The key manipulation, however, lies in the fact that the market can and should supposedly regulate such issues. Smoking can be used as an example. It, wh is legally prohibited in the public establishments of European and now Ukrainian cities. I don’t know about the Ukrainian Cabinet of Ministers, but European governments did not ban smoking at watering holes out of respect for non-smokers, but because smoking-related illnesses are a great burden on social medicine, not to mention labour efficiency. What if the governments had not interfered in the private lives of every smoker? Exactly, the bad habit would have spread further, as it is in the interests of the market. Of course, Russian, just like any other language, cannot be compared to smoking. The point is to show that the market does not necessarily regulate social life in the direction that is good for a given community. On the contrary, it can encourage developments that run counter to the interests of society. Even if the community realized the damage to itself, it is not capable of resisting the market without government interference. This, after all, is the purpose of the government.

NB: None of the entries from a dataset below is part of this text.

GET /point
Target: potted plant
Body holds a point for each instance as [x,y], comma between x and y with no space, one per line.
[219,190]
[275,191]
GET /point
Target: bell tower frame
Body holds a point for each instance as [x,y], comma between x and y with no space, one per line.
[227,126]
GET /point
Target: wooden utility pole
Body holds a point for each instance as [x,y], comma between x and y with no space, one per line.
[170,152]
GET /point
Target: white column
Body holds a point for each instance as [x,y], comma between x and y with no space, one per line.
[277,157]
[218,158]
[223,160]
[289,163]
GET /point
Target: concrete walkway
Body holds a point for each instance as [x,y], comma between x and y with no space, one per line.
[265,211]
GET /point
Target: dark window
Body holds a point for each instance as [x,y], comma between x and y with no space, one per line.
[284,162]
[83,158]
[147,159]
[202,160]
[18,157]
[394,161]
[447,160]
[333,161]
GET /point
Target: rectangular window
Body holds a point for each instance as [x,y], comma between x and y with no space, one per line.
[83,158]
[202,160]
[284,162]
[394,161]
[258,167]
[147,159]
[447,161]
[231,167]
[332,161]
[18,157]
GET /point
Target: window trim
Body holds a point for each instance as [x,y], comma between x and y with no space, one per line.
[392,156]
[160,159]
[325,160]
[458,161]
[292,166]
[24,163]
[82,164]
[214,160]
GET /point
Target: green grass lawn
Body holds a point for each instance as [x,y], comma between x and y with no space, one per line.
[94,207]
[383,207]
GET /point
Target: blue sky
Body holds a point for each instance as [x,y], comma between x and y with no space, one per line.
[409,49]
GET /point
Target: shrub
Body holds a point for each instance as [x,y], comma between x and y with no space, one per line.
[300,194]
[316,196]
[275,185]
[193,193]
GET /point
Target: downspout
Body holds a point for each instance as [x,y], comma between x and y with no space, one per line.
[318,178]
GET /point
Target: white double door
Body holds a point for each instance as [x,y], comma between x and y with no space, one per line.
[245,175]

Such arguments should be communicated to different target groups in different ways. The key thing is to make sure that they are expressed clearly and communicated effectively. So far, though, the initiative is entirely in the hands of anti-Ukrainian forces. Most importantly, many Ukrainians see the initiators of the language war from the Party of Regions as victims, who are only protecting themselves from “severe Ukrainianization” even though there has been no consistent, let alone severe, Ukrainianization over the past 20 years, and it is the official status of the Ukrainian language as a single state language that keeps the nation essentially bilingual, while the purpose of initiatives such as the current draft language law, is to ruin this shaky balance.

Frankly, the initiative presented as “the protection of minority languages” is in fact the expansion of the Russian language, while the preservation of bilingualism is referred to as “Ukrainianization”, for some reason. Clearly, unless this paradigm is changed, the opposition has no reason to look forward to any strategic accomplishments, while changing the overall language policy is impossible unless pro-Ukrainian forces attain a position of power. Waiting for this to fall into their laps is futile, they have to take action.